Сиенна терпела. Она умела. Ханна отмачивала, тёрла, снова отмачивала. Меняла воду. Когда добралась до шеи — до вздувшегося, мокнущего волдыря от воска, — её руки замедлились. Она ничего не сказала, только поджала губы в тонкую белую линию и смазала ожог чем-то густым, жгучим, пахнущим дёгтем и мёдом. Потом перевязала рёбра заново — свежими полосами полотна, туго, до хруста, — и Сиенна на мгновение провалилась в серую, гудящую пустоту, а когда вынырнула, на ней уже была ночная сорочка из тонкого хлопка, пахнущая лавандой и сухим деревом сундука, в котором пролежала, может быть, годы.
Чужая сорочка. Чужая постель. Чужой дом.
Но простыни были мягкими. Накрахмаленными, прохладными, и они не пахли ни плесенью, ни псиной, ни кислым потом — только лавандой, чистой, сухой, домашней лавандой, которую кто-то заботливо разложил между слоями льна.

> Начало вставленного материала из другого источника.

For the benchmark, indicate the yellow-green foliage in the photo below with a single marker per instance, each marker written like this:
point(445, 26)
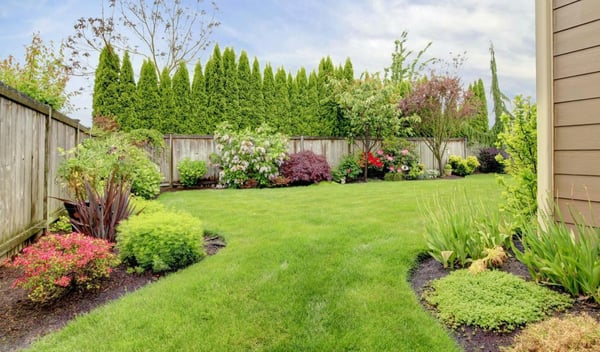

Сиенна легла, и тело, измученное до последнего нерва, отозвалось на эту мягкость мгновенной, почти болезненной благодарностью. Каждая мышца расслабилась одновременно — как обрезанные веревки.
В камине весело трещал огонь. Комната была больше и светлее той, в которой она провела предыдущие ночи, — с высокими окнами, задёрнутыми тяжелыми портьерами, за которыми шумел дождь. Теплый свет ложился на стены медовыми пятнами, и в этих пятнах не было ничего — ни теней, ни угрозы, ни ожидания удара.
Впервые за долгое время её не трясло от холода.
Ханна ушла за бульоном. Дверь осталась приоткрытой — полоса коридорного света лежала на полу косой желтой чертой.
Сиенна закрыла глаза. Не спала — слушала. Дом дышал вечерними звуками: скрип половиц, далекий звон посуды на кухне, глухой стук ставни, которую ветер бил о стену. И сквозь всё это — шаги. Тихие, осторожные, мужские шаги в коридоре. Они замедлились у двери. Остановились.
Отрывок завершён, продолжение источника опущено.